Modeling the effects of thin filament near-neighbor cooperative interactions in mammalian myocardium.

The mechanisms underlying cooperative activation and inactivation of myocardial force extend from local, near-neighbor interactions involving troponin-tropomyosin regulatory units (RU) and crossbridges (XB) to more global interactions across the sarcomere. To better understand these mechanisms in the hearts of small and large mammals, we undertook a simplified mathematical approach to assess the contribution of three types of near-neighbor cooperative interactions, i.e., RU-induced, RU-activation (RU-RU), crossbridge-induced, crossbridge-binding (XB-XB), and XB-induced, RU-activation (XB-RU). We measured the Ca2+ and activation dependence of the rate constant of force redevelopment in murine- and porcine-permeabilized ventricular myocardium.
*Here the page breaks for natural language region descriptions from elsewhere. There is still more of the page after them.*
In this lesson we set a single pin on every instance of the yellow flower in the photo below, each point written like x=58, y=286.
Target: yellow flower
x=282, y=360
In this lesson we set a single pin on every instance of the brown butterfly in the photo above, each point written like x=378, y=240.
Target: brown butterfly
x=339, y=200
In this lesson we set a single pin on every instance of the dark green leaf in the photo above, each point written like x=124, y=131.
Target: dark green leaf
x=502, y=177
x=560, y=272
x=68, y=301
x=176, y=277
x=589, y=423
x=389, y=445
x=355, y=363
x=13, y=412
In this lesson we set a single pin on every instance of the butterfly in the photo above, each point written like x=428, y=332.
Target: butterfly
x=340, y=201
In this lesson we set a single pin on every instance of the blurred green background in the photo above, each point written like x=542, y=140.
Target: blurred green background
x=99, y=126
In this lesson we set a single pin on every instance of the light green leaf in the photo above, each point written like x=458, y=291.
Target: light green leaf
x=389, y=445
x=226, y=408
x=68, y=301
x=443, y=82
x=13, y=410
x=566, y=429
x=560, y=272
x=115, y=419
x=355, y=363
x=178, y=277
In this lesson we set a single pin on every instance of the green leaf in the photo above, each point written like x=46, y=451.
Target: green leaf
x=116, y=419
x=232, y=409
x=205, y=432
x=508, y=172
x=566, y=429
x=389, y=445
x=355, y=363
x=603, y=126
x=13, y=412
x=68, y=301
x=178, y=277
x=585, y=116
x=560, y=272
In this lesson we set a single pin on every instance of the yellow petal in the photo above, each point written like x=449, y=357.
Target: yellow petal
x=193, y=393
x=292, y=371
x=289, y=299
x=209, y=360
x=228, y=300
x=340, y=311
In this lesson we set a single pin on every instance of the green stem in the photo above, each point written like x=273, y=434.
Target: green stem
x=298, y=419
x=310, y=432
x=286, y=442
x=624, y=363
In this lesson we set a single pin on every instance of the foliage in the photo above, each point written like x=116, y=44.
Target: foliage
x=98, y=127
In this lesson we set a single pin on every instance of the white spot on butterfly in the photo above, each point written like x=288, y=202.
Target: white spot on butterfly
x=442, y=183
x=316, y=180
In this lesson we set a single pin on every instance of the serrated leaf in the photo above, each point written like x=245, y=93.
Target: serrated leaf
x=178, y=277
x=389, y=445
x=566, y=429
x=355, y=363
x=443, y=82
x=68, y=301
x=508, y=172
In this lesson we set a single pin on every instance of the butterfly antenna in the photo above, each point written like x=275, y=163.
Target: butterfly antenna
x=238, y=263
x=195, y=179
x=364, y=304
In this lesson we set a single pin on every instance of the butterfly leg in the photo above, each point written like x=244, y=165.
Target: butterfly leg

Mathematical modeling of these three near-neighbor interactions yielded nonlinear expressions for the RU-RU and XB-RU rate coefficients (kon and koff) and XB-XB rate coefficients describing the attachment of force-generating crossbridges (f and f'). The derivation of single cooperative coefficient parameters (u = RU-RU, w = XB-RU, and v = XB-XB) permitted an initial assessment of the strength of each near-neighbor interaction. The parameter sets describing the effects of discrete XB-XB or XB-RU interactions failed to adequately fit the in vitro contractility data in either murine or porcine myocardium. However, the Ca2+ dependence of ktr in murine and porcine ventricular myocardium was well fit by parameter sets incorporating the RU-RU cooperative interaction. Our results indicate that a significantly stronger RU-RU interaction is present in porcine ventricular myocardium compared with murine ventricular myocardium and that the relative strength of the near-neighbor RU-RU interaction contributes to species-specific myocardial contractile dynamics in small and large mammals.